The free-body diagrams of the student at the top and bottom of the Ferris wheel are
shown below. At the top (the highest point in the circular motion) the seat pushes up on
the student with a force of magnitude $$F_{N, top}$$, while the Earth pulls down with a force of
magnitude mg. Newton’s second law for the radial direction gives
$$mg-F_{N, top}=\dfrac{mv^2}{R}$$
At the bottom of the ride, $$F_N$$, the bottom is the magnitude of the upward force exerted by the
seat. The net force toward the center of the circle is (choosing upward as the positive
direction):
$$F_{N, top}-mg=\dfrac{mv^2}{R}$$
The Ferris wheel is “steadily rotating” so the value $$F_c=\dfrac{mv^2}{R}$$ is the same everywhere.
The apparent weight of the student is given by $$F_N$$.

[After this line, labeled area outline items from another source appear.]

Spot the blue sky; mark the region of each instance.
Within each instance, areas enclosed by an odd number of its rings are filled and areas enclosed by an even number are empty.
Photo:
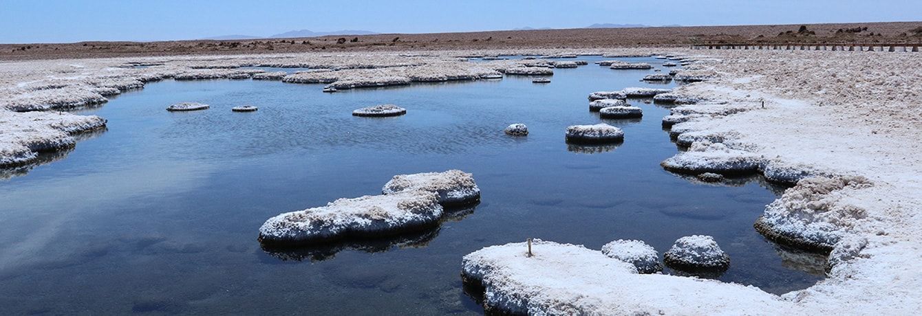
[[[163,41],[292,29],[421,33],[593,23],[798,24],[922,20],[922,0],[0,0],[0,42]]]

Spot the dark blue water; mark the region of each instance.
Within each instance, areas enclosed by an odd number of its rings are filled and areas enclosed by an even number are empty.
[[[593,249],[640,239],[662,253],[708,234],[731,256],[721,280],[775,293],[815,283],[822,258],[777,249],[752,228],[778,188],[694,184],[659,167],[677,151],[660,126],[667,109],[632,100],[644,117],[608,121],[626,134],[618,146],[564,143],[566,126],[599,122],[588,93],[645,86],[648,73],[589,64],[556,69],[543,85],[507,77],[333,94],[271,81],[149,84],[87,111],[108,118],[107,132],[0,181],[0,314],[480,313],[462,291],[461,257],[526,238]],[[211,109],[164,110],[180,101]],[[350,115],[381,103],[408,114]],[[260,109],[230,111],[242,104]],[[504,135],[514,123],[531,134]],[[280,253],[256,241],[281,212],[448,169],[472,172],[482,203],[438,230]]]

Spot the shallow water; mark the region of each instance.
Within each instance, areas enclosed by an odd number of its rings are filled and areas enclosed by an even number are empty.
[[[86,111],[109,119],[108,131],[0,181],[0,313],[481,313],[462,291],[462,256],[526,238],[592,249],[640,239],[662,253],[708,234],[731,257],[721,280],[784,293],[822,277],[822,257],[752,228],[778,188],[695,184],[659,167],[677,151],[660,126],[667,109],[632,99],[642,120],[606,121],[624,129],[623,144],[567,146],[567,125],[600,121],[590,92],[664,87],[639,82],[652,71],[580,59],[590,64],[541,85],[510,76],[327,94],[168,80],[114,98]],[[211,109],[164,110],[180,101]],[[350,115],[381,103],[408,114]],[[259,111],[230,111],[242,104]],[[503,135],[514,123],[530,135]],[[437,230],[323,252],[268,253],[256,241],[281,212],[448,169],[474,173],[482,203]]]

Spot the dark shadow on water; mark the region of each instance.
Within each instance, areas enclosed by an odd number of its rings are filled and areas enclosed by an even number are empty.
[[[445,209],[444,216],[431,228],[400,233],[381,238],[351,238],[329,243],[322,243],[301,247],[279,247],[260,244],[262,253],[257,253],[260,260],[266,263],[278,263],[282,262],[320,262],[336,257],[339,252],[353,250],[365,252],[384,252],[404,248],[420,248],[439,236],[442,224],[449,221],[460,221],[474,213],[478,205]],[[273,258],[268,258],[266,255]],[[278,259],[278,260],[276,260]]]

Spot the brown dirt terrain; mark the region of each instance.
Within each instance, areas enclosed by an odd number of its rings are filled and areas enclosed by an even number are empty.
[[[260,53],[516,48],[679,47],[691,44],[918,43],[922,21],[842,24],[567,29],[375,34],[297,39],[0,44],[0,60]]]

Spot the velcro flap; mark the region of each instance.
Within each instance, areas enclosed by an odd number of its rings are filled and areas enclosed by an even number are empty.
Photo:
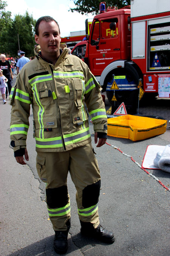
[[[107,129],[107,126],[106,124],[94,124],[93,126],[93,129],[95,130],[106,130]]]
[[[26,141],[24,140],[15,140],[15,147],[17,146],[26,146]]]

(a) At the top, we are told that $$F_{N,top} = 556 N$$ and $$mg = 667 N$$. This means that the seat is
pushing up with a force that is smaller than the student’s weight, and we say the student
experiences a decrease in his “apparent weight” at the highest point. Thus, he feels
“light.”

(b) From (a), we find the centripetal force to be
$$F_{c}=\dfrac{mv^2}{R}=mg-F_{N,top}=667 N -556 N =111N$$
Thus, the normal force at the bottom is
$$F_{N,bottom}=\dfrac{mv^2}{R}+mg=F_c+mg=111 N+ 667 N =778 N.$$

(c) If the speed is doubled,$$F'_c=\dfrac{m(2v^2)}{R}=4(111 N)= 444 N$$ Therefore, at the highest
point we have
$$F'_{N,bottom}=F'_c+mg=444 N+667 N=1111 N= 1.11\times 10^3 N $$

Note: The apparent weight of the student is the greatest at the bottom and smallest at the
top of the ride. The speed $$v=\sqrt{gR}$$ would result in,$$ F_{N, top}=0$$ giving the student a
sudden sensation of “weightlessness” at the top of the ride.